A disturbing video of KFC employees slopping day-old green beans, mac and cheese, and fried chicken from 2013 is once again going viral.
And it reveals something important about the chain.
In the video, workers take green beans and mac and cheese out of cartons and plop them into containers to be served to customers the next day. Chicken that had been left out since the afternoon was also packed up to be served the next day, after nearly 24 hours sitting out.
"Look at these old green beans," a worker says. "These green beans have been there three to four days."
While the video paints a grim picture of KFC, a representative for the chain told Business Insider it was an "isolated restaurant and it does not accurately represent our company food-handling procedures, policies, or values."
But the video does highlight some major changes the company has made over the past few years to improve its reputation.
In 2013, when the video was filmed, the chicken chain was in a dark place.
"In the birthplace of this brand, KFC hasn't done well in decades," KFC's chief marketing officer Kevin Hochman, who has since been promoted to president, told Business Insider in 2016. From 2002 to 2016, KFC went from 5,472 locations in the US to 4,270.
In April 2016, KFC launched a "Re-Colonelization" program, which included a national employee retraining and a new satisfaction guarantee. Executives said customers had complained that food "didn't taste the same," and many Americans simply didn't trust the chain's quality.
"You can't just pivot from Double Downs to 'We make fried chicken in the back of the house' overnight," Hochman said at the time.

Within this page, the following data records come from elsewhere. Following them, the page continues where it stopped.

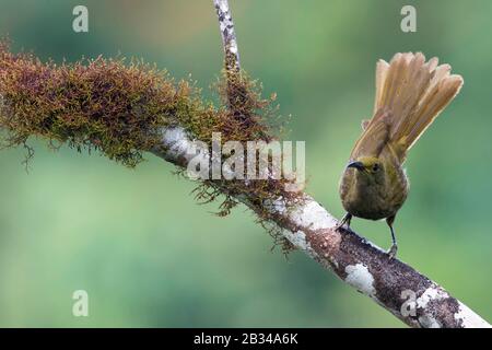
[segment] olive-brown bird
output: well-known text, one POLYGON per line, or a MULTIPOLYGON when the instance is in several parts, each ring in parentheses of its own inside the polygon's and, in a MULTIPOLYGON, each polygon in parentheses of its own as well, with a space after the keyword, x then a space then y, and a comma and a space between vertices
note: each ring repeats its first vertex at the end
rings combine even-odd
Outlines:
POLYGON ((362 122, 363 132, 350 155, 340 197, 347 214, 339 222, 350 226, 353 217, 386 219, 391 231, 394 257, 398 246, 393 223, 407 199, 409 182, 402 167, 407 152, 456 96, 460 75, 449 65, 425 62, 421 54, 396 54, 389 65, 376 65, 374 116, 362 122))

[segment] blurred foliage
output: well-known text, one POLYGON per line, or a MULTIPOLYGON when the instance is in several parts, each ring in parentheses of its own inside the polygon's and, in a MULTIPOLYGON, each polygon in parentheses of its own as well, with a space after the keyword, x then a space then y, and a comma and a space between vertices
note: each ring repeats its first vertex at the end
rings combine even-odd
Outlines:
MULTIPOLYGON (((412 189, 396 222, 402 260, 492 318, 490 185, 492 2, 231 0, 243 67, 292 114, 306 140, 308 191, 341 215, 338 178, 368 117, 378 58, 421 50, 465 88, 412 150, 412 189), (399 28, 414 4, 418 32, 399 28)), ((143 57, 201 88, 216 80, 222 48, 211 1, 1 0, 0 33, 15 49, 61 62, 101 54, 143 57), (90 33, 75 34, 75 4, 90 33)), ((207 93, 207 90, 204 90, 207 93)), ((195 205, 194 184, 154 156, 136 170, 36 141, 0 152, 0 326, 401 326, 300 253, 271 238, 244 208, 227 218, 195 205), (84 289, 90 317, 71 314, 84 289)), ((380 246, 384 223, 354 220, 380 246)))

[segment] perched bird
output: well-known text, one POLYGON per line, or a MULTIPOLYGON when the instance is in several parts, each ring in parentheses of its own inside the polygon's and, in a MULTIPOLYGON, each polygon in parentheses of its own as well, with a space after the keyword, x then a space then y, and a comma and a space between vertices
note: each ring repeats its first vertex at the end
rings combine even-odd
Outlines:
POLYGON ((409 182, 402 167, 407 152, 457 95, 462 78, 450 74, 449 65, 425 62, 421 54, 396 54, 389 65, 376 65, 374 116, 362 122, 340 182, 345 215, 339 222, 350 226, 353 217, 386 219, 391 231, 394 257, 398 246, 393 223, 407 199, 409 182))

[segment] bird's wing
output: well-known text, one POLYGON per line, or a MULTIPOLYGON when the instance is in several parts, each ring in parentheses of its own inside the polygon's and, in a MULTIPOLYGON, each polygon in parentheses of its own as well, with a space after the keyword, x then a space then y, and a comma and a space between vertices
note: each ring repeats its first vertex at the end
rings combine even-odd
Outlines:
POLYGON ((360 156, 378 156, 389 140, 389 121, 391 115, 388 110, 379 109, 371 120, 363 124, 364 131, 355 143, 351 159, 360 156))

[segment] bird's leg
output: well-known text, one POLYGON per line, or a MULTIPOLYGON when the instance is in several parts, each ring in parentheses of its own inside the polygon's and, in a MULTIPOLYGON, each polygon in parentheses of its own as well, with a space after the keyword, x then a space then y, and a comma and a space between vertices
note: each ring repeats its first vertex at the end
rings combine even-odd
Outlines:
POLYGON ((340 220, 338 222, 338 224, 335 226, 335 230, 338 231, 340 230, 345 223, 347 223, 347 229, 350 229, 350 222, 352 221, 352 214, 350 212, 347 212, 342 220, 340 220))
POLYGON ((386 223, 388 224, 389 230, 391 231, 393 244, 391 244, 391 247, 388 250, 388 255, 389 255, 390 258, 394 258, 396 256, 396 254, 397 254, 397 250, 398 250, 398 244, 396 242, 395 230, 393 230, 393 223, 394 222, 395 222, 395 215, 389 217, 389 218, 386 219, 386 223))

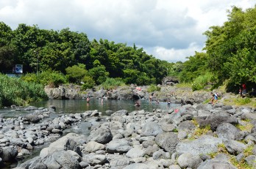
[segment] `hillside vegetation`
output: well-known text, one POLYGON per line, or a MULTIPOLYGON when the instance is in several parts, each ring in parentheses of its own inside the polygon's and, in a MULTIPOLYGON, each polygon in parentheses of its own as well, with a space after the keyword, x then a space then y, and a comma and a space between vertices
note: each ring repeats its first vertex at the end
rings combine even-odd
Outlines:
POLYGON ((196 51, 186 61, 177 63, 157 59, 135 44, 90 41, 85 33, 68 28, 46 30, 21 23, 12 30, 0 22, 0 72, 21 64, 25 81, 52 86, 71 83, 84 89, 159 84, 172 76, 193 91, 222 86, 238 93, 246 83, 250 92, 256 84, 256 7, 245 11, 233 7, 227 17, 222 26, 204 33, 205 52, 196 51))

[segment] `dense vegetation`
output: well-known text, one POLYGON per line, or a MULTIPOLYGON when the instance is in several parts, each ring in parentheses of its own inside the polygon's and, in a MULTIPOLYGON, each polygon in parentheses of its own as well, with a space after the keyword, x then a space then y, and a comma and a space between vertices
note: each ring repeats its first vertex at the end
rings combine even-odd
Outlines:
POLYGON ((71 83, 92 78, 97 85, 107 78, 121 78, 126 83, 161 83, 167 75, 165 64, 143 48, 96 40, 90 42, 84 33, 69 29, 40 29, 19 24, 12 30, 0 23, 0 72, 24 65, 26 73, 55 71, 67 75, 71 83))
POLYGON ((26 105, 47 98, 43 85, 0 74, 0 107, 26 105))
POLYGON ((83 89, 99 84, 107 88, 110 82, 158 84, 166 75, 191 83, 193 90, 224 83, 230 91, 237 91, 241 83, 252 89, 256 83, 256 7, 243 11, 233 7, 227 16, 223 26, 205 32, 205 53, 196 52, 186 61, 177 63, 157 59, 135 45, 90 41, 85 33, 68 28, 45 30, 21 23, 12 30, 1 22, 0 71, 22 64, 29 73, 23 78, 27 81, 82 83, 83 89), (48 79, 42 78, 47 75, 48 79))
POLYGON ((203 84, 208 78, 216 86, 224 83, 228 91, 238 91, 238 86, 242 83, 249 89, 255 89, 256 7, 246 11, 233 7, 227 16, 223 26, 211 26, 205 32, 206 53, 196 52, 184 63, 174 64, 169 74, 179 77, 182 81, 197 79, 193 83, 196 88, 200 88, 198 81, 203 84), (209 77, 212 77, 210 80, 209 77))

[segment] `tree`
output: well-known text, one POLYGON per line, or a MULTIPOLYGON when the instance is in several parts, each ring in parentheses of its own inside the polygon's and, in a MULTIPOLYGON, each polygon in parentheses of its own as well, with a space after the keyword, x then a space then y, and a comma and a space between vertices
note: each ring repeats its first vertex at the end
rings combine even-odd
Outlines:
POLYGON ((65 72, 69 81, 77 84, 79 84, 82 78, 88 75, 85 65, 83 64, 68 67, 65 69, 65 72))

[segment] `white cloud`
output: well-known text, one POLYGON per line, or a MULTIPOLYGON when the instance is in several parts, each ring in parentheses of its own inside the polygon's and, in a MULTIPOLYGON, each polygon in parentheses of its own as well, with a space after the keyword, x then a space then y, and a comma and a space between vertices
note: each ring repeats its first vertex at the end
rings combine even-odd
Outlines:
POLYGON ((71 30, 90 40, 107 39, 143 48, 169 61, 200 51, 210 26, 227 20, 235 5, 253 7, 256 0, 1 0, 0 18, 13 29, 19 23, 71 30))
POLYGON ((202 51, 202 46, 196 45, 196 42, 191 43, 187 48, 184 49, 166 49, 165 48, 157 46, 152 49, 146 49, 152 53, 156 58, 171 62, 185 61, 186 57, 193 56, 195 52, 202 51))

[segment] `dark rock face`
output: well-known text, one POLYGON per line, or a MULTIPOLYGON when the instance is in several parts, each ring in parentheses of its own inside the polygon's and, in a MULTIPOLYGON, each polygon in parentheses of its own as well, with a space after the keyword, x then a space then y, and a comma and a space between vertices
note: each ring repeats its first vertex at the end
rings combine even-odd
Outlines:
POLYGON ((230 123, 232 124, 238 123, 238 121, 235 117, 227 116, 224 116, 218 114, 207 117, 196 117, 196 119, 199 124, 199 127, 203 127, 210 124, 213 131, 216 131, 218 126, 223 123, 230 123))
POLYGON ((99 143, 107 143, 112 140, 113 135, 109 129, 100 127, 95 131, 92 131, 89 135, 89 140, 96 141, 99 143))
POLYGON ((176 150, 178 143, 178 137, 174 132, 162 132, 157 135, 155 141, 165 151, 173 154, 176 150))

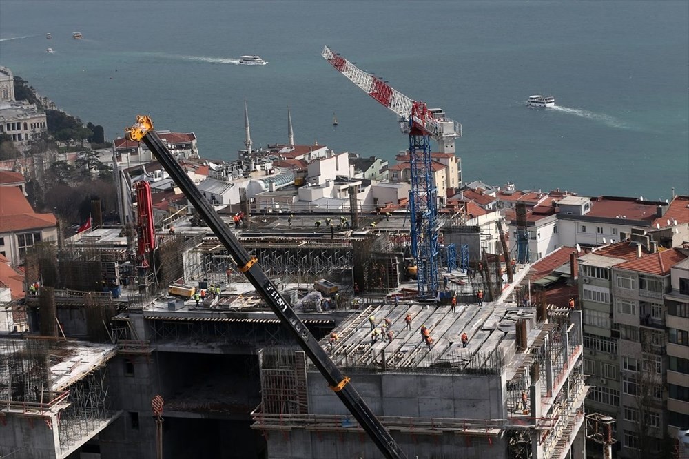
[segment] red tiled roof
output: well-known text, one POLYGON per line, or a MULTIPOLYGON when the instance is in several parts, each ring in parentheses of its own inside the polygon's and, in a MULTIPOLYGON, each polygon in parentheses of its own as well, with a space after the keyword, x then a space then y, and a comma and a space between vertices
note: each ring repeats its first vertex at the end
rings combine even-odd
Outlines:
POLYGON ((0 170, 0 185, 7 185, 9 183, 23 183, 24 176, 19 172, 12 172, 10 170, 0 170))
POLYGON ((37 214, 19 187, 0 188, 0 233, 55 226, 52 214, 37 214))
POLYGON ((24 297, 24 276, 14 271, 8 263, 0 263, 0 283, 10 287, 12 300, 24 297))
POLYGON ((535 272, 535 274, 531 276, 532 282, 548 276, 553 272, 553 269, 559 268, 565 263, 568 263, 569 256, 573 252, 577 253, 577 249, 573 247, 563 245, 535 263, 531 265, 531 269, 535 272))
POLYGON ((615 266, 620 269, 636 271, 647 274, 661 276, 670 273, 670 268, 687 258, 679 250, 670 249, 663 252, 650 254, 630 261, 626 261, 615 266))
POLYGON ((599 196, 591 199, 591 210, 586 216, 599 216, 615 218, 622 218, 628 220, 647 220, 655 218, 657 203, 639 201, 636 198, 620 198, 616 196, 599 196))
MULTIPOLYGON (((597 248, 594 249, 593 253, 613 258, 635 260, 637 258, 637 250, 635 244, 632 244, 628 241, 621 241, 619 243, 597 248)), ((648 254, 648 252, 642 246, 641 253, 648 254)))
POLYGON ((670 225, 674 225, 673 220, 677 220, 678 225, 689 223, 689 196, 675 196, 665 215, 654 220, 652 226, 657 223, 661 228, 666 227, 668 220, 670 225))
MULTIPOLYGON (((172 145, 176 145, 178 143, 189 143, 192 141, 196 140, 196 136, 194 135, 194 132, 189 132, 189 134, 183 134, 182 132, 166 132, 164 134, 158 134, 161 140, 165 141, 166 143, 172 143, 172 145)), ((115 149, 119 148, 136 148, 138 146, 138 142, 133 142, 130 140, 126 139, 116 139, 114 143, 115 144, 115 149)))

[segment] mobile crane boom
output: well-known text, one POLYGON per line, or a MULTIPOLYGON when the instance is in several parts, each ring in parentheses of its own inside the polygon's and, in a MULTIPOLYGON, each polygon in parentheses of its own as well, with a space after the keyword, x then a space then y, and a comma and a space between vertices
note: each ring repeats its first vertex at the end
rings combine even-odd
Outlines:
POLYGON ((154 130, 150 118, 141 115, 137 116, 136 123, 127 128, 126 134, 130 140, 143 141, 146 144, 229 252, 237 263, 237 269, 244 273, 280 320, 287 325, 299 345, 325 378, 330 389, 340 398, 380 451, 389 459, 405 459, 407 456, 390 433, 380 423, 353 386, 349 384, 349 378, 342 375, 316 338, 278 292, 275 285, 266 276, 256 263, 256 257, 249 254, 227 225, 201 196, 200 192, 177 163, 172 154, 154 130))

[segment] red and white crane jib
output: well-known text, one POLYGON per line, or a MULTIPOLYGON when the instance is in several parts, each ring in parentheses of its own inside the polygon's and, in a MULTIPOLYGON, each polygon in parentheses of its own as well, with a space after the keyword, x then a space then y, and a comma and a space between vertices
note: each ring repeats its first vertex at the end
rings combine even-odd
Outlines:
MULTIPOLYGON (((444 114, 438 117, 424 103, 413 101, 380 78, 358 68, 327 46, 323 48, 321 55, 364 92, 396 113, 402 122, 400 127, 403 132, 409 132, 411 118, 414 127, 433 136, 439 143, 462 136, 462 125, 459 123, 445 118, 444 114)), ((439 111, 440 112, 442 111, 439 111)))

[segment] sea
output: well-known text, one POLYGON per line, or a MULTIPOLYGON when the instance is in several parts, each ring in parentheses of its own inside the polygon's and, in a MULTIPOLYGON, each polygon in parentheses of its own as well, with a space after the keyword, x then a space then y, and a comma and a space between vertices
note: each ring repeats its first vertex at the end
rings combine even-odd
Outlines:
POLYGON ((464 181, 689 194, 686 1, 0 1, 0 65, 110 139, 150 114, 232 160, 246 101, 254 146, 287 142, 289 108, 296 143, 393 161, 395 115, 324 45, 461 123, 464 181), (526 108, 537 94, 557 107, 526 108))

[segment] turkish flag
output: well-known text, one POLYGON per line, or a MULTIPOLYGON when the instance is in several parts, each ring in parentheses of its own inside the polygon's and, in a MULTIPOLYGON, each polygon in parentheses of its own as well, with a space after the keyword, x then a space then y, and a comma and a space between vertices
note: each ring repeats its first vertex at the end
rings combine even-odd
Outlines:
POLYGON ((79 229, 76 230, 77 233, 81 233, 82 231, 86 231, 87 229, 91 229, 91 216, 86 220, 83 225, 79 227, 79 229))

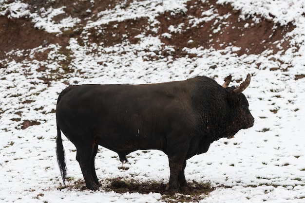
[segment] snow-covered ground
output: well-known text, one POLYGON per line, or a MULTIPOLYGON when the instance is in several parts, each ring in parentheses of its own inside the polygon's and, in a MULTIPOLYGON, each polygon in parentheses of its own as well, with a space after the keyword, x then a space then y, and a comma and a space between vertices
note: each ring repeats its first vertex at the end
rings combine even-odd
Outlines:
MULTIPOLYGON (((162 1, 134 1, 127 7, 117 6, 112 11, 101 12, 98 19, 87 26, 105 23, 118 17, 154 16, 165 11, 186 9, 185 0, 162 1)), ((62 9, 40 11, 42 14, 38 16, 29 13, 26 3, 5 2, 0 0, 0 14, 11 9, 16 11, 11 12, 12 18, 30 16, 38 27, 45 26, 50 29, 46 29, 49 32, 59 32, 78 20, 67 18, 54 23, 52 15, 60 14, 62 9)), ((229 74, 239 80, 245 79, 248 73, 251 74, 251 81, 244 93, 255 119, 254 126, 241 130, 233 139, 214 142, 207 153, 189 159, 185 171, 187 180, 209 182, 216 187, 201 203, 305 202, 305 77, 296 79, 296 75, 305 74, 305 3, 302 0, 219 0, 218 2, 231 3, 234 8, 241 10, 241 18, 245 18, 245 14, 267 18, 271 13, 275 22, 292 22, 296 28, 286 37, 293 37, 290 43, 295 47, 275 54, 266 50, 260 55, 239 56, 233 51, 236 47, 218 51, 194 48, 189 51, 200 56, 148 60, 144 60, 147 53, 144 50, 152 53, 158 50, 161 46, 158 37, 146 37, 136 44, 122 43, 107 48, 94 44, 81 46, 71 38, 67 49, 73 53, 72 63, 75 71, 50 84, 39 78, 51 75, 52 71, 58 69, 59 62, 66 59, 59 54, 58 44, 34 49, 22 61, 0 61, 6 64, 0 69, 0 202, 161 202, 158 193, 119 194, 106 192, 102 187, 96 191, 57 189, 62 183, 55 157, 54 112, 58 93, 67 83, 140 84, 204 75, 221 84, 229 74), (47 60, 30 59, 35 52, 47 49, 52 50, 47 60), (91 54, 93 49, 97 54, 91 54), (210 68, 215 64, 217 68, 210 68), (36 71, 42 65, 48 69, 36 71), (22 129, 25 121, 39 125, 22 129)), ((14 50, 8 56, 23 53, 14 50)), ((234 81, 232 84, 239 83, 234 81)), ((68 176, 70 180, 82 180, 75 160, 75 148, 64 136, 63 139, 68 176)), ((129 168, 124 170, 115 153, 100 147, 95 166, 100 182, 104 183, 107 178, 116 177, 127 182, 132 179, 168 181, 168 162, 162 152, 137 151, 131 153, 128 159, 130 163, 124 166, 129 168)))

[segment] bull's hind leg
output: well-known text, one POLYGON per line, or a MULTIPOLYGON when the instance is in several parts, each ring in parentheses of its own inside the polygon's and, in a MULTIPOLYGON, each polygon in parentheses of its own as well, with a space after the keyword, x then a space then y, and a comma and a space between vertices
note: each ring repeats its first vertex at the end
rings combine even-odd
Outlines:
POLYGON ((187 166, 187 160, 184 160, 183 165, 182 166, 182 169, 180 171, 178 174, 178 183, 180 185, 180 187, 187 185, 187 181, 185 180, 185 176, 184 175, 184 169, 187 166))
POLYGON ((98 185, 99 185, 99 183, 98 182, 98 179, 97 178, 97 176, 96 176, 96 173, 95 172, 95 156, 97 153, 97 150, 98 149, 98 145, 95 145, 94 146, 94 149, 93 151, 93 154, 92 155, 92 157, 91 157, 91 173, 92 174, 92 176, 93 177, 93 179, 94 180, 94 182, 98 185))
POLYGON ((91 190, 96 190, 99 187, 98 185, 95 183, 97 178, 95 173, 95 169, 94 175, 92 173, 92 165, 94 165, 94 163, 92 163, 92 157, 95 149, 95 148, 94 148, 92 144, 89 145, 89 146, 90 147, 85 147, 84 145, 82 145, 81 147, 76 146, 77 150, 76 160, 80 166, 81 172, 86 183, 86 186, 91 190))

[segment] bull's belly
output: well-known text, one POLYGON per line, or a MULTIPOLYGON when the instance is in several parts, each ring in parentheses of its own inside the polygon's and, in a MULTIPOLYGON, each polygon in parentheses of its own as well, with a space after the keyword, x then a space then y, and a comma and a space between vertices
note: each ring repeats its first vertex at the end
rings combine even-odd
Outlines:
POLYGON ((141 134, 104 135, 96 137, 97 144, 115 151, 134 151, 139 149, 165 148, 165 143, 160 136, 141 134))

"While Re-Colonelization was not related to this incident, it included investing more than 100,000 hours in team-member training and recertification of our cooks, going back to the Colonel's values on how we prepare and serve food to our guests, and most importantly, inviting America back into our restaurants for a new experience," a KFC representative told Business Insider.
The Re-Colonization employee training, coupled with a successful Colonel Sanders-centric ad campaign, has paid off for KFC.
In August, the parent company Yum reported that same-store sales increased 3% in the most recent quarter, with CEO Greg Creed calling the brand a "global powerhouse" achieving things "no one would have believed possible three years ago."
So, the viral KFC video is an important one for the chain. But its importance came not because it dissuaded customers from eating at a disgusting restaurant but because it showed how much the chain needed to improve — and how KFC reacted.